São Caetano e São Paulo firmam cooperação para policiar divisas


George Garcia 

Orlando Morando e Tite Campanella lançaram a operação Divisa Segura. (Foto: George Garcia)

 

As prefeituras de São Caetano e da Capital firmaram um acordo para reforçar o policiamento nas divisas. A operação integrada Divisa Segura foi lançada nesta terça-feira (23/9) e um ato na esquina das avenidas Goiás e Guido Aliberti, próximo à divisa com a Capital, e que teve a presença do prefeito Tite Campanella (PL) e do secretário de Secretário de Segurança Urbana de São Paulo e ex-prefeito de São Bernardo, Orlando Morando. Participaram 125 agentes das Guardas Civis das duas cidades, além de policiais militares, totalizando 150 agentes de segurança e a ideia é manter esse patrulhamento reforçado nestas áreas.

“Temos duas divisas que sempre foram um mapa de calor importante, a mais conhecida que é a região do Heliópolis com a Guido Aliberti, então a ideia é fazer um patrulhamento intensivo, usando a inteligência, nós estamos com drones aqui conectados ao Smart Sampa, o Tite tem toda a parte de inteligência do Smart Sanca, então é um efetivo reforçado por quem já conhece as divisas. É um efetivo bastante grande para que a gente possa garantir ao cidadão de São Paulo e de São Caetano bastante tranquilidade”, disse Morando.

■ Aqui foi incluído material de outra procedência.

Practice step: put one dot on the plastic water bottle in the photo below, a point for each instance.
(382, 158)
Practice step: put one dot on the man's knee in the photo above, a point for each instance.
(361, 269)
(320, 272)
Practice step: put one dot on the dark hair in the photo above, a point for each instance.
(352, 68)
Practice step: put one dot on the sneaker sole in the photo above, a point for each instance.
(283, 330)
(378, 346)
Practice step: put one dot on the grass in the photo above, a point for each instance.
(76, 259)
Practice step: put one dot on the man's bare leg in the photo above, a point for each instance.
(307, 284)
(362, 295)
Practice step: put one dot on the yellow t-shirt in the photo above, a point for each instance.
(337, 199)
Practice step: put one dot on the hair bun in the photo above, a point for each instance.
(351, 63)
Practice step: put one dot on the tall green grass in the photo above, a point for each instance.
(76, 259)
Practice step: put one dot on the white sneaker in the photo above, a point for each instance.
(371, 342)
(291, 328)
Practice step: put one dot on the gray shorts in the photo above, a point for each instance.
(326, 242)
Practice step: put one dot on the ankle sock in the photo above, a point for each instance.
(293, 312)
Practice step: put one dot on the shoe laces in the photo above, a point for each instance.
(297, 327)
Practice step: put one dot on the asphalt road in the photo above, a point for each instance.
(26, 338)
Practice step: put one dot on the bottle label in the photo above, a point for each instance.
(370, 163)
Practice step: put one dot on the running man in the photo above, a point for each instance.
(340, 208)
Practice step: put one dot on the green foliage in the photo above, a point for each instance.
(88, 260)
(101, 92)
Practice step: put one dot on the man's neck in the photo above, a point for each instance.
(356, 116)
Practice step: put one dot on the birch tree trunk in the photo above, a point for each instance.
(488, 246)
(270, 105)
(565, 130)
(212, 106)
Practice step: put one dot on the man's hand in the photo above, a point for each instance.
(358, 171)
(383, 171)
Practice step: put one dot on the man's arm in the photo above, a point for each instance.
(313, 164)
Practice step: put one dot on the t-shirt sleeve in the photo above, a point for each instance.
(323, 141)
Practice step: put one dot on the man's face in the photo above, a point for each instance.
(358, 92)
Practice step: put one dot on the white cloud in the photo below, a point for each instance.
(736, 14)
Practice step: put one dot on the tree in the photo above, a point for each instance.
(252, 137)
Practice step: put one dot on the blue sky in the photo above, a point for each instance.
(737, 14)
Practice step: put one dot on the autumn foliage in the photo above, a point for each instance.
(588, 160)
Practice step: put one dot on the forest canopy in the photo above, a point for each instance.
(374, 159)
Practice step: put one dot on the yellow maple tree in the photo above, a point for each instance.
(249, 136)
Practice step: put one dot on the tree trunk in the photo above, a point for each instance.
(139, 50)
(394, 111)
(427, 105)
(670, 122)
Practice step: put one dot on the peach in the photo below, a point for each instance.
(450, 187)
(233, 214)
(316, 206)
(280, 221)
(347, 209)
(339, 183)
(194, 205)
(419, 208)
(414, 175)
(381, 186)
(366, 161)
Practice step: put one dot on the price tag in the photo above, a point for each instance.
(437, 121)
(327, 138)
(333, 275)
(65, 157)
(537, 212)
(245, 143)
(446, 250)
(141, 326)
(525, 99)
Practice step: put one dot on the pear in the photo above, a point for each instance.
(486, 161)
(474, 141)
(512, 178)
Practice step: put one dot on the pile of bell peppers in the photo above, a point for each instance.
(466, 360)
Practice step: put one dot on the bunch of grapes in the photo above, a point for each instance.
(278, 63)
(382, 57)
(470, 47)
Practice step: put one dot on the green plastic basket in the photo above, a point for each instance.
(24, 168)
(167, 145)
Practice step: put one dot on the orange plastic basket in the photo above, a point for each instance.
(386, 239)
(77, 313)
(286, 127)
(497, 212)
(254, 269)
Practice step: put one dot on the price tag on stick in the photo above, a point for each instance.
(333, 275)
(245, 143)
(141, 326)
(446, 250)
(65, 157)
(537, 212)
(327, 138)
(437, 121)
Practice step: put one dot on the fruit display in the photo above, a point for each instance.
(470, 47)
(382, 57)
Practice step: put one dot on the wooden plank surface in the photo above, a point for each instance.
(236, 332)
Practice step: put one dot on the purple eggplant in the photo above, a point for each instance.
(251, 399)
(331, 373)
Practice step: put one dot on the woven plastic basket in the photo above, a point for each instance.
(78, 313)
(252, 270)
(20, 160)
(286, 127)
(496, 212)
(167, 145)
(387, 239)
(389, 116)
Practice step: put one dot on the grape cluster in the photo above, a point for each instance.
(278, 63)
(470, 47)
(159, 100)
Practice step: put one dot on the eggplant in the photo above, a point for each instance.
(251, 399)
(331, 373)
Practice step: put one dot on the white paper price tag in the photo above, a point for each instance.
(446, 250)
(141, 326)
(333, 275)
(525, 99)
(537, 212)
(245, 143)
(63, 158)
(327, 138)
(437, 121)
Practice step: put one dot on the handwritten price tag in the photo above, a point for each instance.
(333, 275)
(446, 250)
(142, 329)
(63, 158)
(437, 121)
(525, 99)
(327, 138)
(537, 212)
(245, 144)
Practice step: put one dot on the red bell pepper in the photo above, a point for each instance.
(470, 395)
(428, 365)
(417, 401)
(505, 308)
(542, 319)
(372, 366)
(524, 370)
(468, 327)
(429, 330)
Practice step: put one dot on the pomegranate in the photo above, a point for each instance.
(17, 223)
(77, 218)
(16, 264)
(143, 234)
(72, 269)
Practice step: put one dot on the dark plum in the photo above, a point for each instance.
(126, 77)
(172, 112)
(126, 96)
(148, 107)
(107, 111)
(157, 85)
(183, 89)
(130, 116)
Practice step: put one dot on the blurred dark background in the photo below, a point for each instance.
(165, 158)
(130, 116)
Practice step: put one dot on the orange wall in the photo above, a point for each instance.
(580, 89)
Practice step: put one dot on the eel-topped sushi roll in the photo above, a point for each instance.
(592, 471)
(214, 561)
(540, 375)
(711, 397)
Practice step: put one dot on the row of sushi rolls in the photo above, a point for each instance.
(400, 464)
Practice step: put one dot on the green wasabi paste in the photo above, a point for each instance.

O prefeito de São Caetano destacou os crimes que são mais comuns ocorrerem nestas áreas de divisa e lembrou a morte do professor da cidade ocorrida na Capital, este mês. Mario Eugênio Longato, de 66 anos, foi vítima de um latrocínio (roubo seguido de morte) no Ipiranga, bairro da zona sul de São Paulo, na madrugada do dia 05/09. Segundo o chefe do Executivo sancaetanense, o que mais preocupa em termos de segurança pública nestas divisas, são os assaltos. “São os assaltos a motoristas que estão indo para São Paulo ou voltando para São Caetano, furto de celular, de bolsas, com a quebra dos vidros (dos carros) e nós tivemos há dias o assassinato de um professor nosso, aqui da USCS (Universidade Municipal de São Caetano do Sul) e da Etec, ali na rua do Manifesto, logo depois da Favela do Heliópolis, o que aconteceu em uma abordagem por lá”, lembrou Tite.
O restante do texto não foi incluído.